Antibiotic resistance is an increasing threat in hospitals and both morbidity and mortality from infections are greater when caused by drug-resistant organisms. Whilst hospitals are universally blamed for this increase, there is an insufficient appreciation of external sources of resistance, such as when patients are admitted to hospitals from long-term care facilities in the community. The use of antibiotics in family practice and animal husbandry has also been linked to drug resistance being encountered in the hospital setting. Justifiable hospital antibiotic use, which can be life saving, may lead to 'collateral damage' with the emergence of resistance in non-target bacteria in the bowel, for example, with subsequent spread by cross-infection.
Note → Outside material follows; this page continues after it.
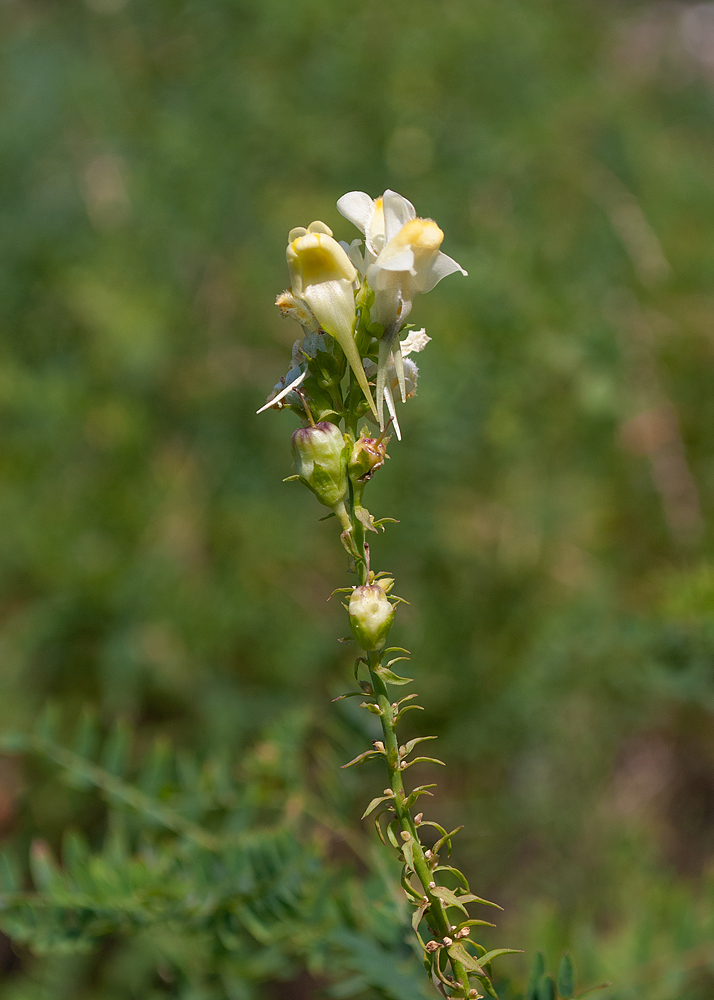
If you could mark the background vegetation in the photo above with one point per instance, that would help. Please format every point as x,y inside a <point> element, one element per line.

At a management level, antibiotic resistance can have a significant impact on the ability of hospitals to maintain services since cohorting of patients and ward closures from outbreaks add to continuing bed shortages and waiting lists. Hospital laboratories must review their standard operating procedures since some resistance mechanisms may be missed by current methods of antibiotic susceptibility testing. With increasing public concern from press reports of 'multiresistant Staphylococcus aureus killer virus' and other drug-resistant organisms, there will inevitably be a push by national authorities for more surveillance data on antibiotic resistance; however, the cost-effectiveness of different surveillance strategies should be considered. Clinical governance and risk management are dominant themes in the National Health Service and hospital hygiene and antibiotic resistance are likely to feature prominently in audits related to these themes in the near future.